To check how the dear old Duron was coping with an OS from 2008 and the new breed of ajaxified websites with their rich content and online streaming I had three desktop windows open: Window one ran the resource hogging Open Office,  window 2 had Evolution in all its glory, while Window 3 was filled with Firefox running the BBC’s iplayer, showing me the installment of that weird archaeology show ‘Bonekickers’. The 5 year old beige box performed absolutely flawless. No hickup with the playback on the iplayer, even though the machine connected to the internet via a Asus usb plug-in wifi thingie (that was instantly picked up by Ubuntu and hooked up without any problems to my WPA-2 network). LastFM is playing nicely, printing works out of the box, and my non DRM’d songs on my itunes collection are picked up as well.

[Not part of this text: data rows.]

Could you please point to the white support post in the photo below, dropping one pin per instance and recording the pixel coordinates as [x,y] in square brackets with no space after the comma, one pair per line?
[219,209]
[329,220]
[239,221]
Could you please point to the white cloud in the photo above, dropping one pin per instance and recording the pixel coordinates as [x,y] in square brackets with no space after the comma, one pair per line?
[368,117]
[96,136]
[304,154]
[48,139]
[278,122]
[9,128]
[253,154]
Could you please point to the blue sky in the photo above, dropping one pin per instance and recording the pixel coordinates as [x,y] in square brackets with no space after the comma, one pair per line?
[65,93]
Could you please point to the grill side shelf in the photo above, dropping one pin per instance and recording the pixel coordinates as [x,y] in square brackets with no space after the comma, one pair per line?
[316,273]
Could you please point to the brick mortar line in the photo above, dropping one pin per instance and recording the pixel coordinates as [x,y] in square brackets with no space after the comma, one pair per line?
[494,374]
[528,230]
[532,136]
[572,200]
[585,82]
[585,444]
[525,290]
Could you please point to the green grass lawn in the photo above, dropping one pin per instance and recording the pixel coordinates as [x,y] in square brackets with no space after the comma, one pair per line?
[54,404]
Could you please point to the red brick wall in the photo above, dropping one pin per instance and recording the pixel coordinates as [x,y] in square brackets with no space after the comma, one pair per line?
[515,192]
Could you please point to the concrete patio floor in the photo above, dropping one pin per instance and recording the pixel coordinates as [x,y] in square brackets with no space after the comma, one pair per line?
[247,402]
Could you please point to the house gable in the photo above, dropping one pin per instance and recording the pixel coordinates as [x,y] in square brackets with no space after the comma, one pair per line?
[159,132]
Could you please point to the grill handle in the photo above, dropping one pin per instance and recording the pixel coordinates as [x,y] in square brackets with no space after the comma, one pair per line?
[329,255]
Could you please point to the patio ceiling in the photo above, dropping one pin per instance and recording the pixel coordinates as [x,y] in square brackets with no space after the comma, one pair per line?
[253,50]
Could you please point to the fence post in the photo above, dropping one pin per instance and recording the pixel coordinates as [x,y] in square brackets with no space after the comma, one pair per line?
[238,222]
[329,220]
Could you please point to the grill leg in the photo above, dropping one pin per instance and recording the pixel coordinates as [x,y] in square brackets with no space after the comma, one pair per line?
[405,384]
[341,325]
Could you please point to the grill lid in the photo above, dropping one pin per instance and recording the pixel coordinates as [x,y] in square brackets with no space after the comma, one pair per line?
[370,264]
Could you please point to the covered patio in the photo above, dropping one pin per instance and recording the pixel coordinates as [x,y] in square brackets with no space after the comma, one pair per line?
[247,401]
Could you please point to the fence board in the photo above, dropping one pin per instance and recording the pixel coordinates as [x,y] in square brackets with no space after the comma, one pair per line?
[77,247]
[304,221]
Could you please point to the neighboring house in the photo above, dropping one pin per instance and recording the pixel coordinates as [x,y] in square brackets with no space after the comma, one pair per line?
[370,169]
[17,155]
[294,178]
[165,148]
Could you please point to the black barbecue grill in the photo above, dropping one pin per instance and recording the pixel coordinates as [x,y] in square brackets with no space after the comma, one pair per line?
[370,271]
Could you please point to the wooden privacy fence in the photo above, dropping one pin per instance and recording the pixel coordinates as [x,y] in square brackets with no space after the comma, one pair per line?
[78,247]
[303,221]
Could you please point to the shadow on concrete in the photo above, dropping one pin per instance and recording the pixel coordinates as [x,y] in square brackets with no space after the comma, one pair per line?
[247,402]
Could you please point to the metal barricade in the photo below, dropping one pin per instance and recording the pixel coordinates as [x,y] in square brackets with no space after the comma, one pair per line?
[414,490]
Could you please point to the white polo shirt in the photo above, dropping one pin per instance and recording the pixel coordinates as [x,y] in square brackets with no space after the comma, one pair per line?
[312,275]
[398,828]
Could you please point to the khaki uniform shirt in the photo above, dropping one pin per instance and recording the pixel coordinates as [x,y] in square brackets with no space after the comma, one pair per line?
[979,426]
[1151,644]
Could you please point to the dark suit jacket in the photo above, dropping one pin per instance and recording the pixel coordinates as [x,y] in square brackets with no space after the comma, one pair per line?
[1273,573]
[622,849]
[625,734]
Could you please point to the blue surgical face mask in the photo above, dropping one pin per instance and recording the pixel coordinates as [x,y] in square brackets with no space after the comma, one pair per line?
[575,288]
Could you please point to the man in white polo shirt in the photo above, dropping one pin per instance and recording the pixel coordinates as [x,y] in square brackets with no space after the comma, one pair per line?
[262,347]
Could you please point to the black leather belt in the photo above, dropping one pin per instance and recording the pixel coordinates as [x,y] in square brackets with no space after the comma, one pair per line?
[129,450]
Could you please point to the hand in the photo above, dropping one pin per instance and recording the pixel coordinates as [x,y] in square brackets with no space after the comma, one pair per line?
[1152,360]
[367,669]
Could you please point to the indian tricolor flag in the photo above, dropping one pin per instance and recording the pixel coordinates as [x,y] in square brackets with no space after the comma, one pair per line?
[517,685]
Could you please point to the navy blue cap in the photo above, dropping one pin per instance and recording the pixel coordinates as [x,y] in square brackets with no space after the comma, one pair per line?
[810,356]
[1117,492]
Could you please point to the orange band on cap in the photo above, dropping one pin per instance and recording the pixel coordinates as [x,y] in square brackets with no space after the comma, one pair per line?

I would put the value of this machine at, what, 20? 30? pounds?

Don’t fall for the hype of always buying the latest multicore machines. The only reason I would ever buy a new, ‘pushing the envelope’, PC again is if I wanted to play the latest games on Vista. But as I have a Playstation3 and would rather eat my coffeecup before running Vista I’ll stay with my beige box for now.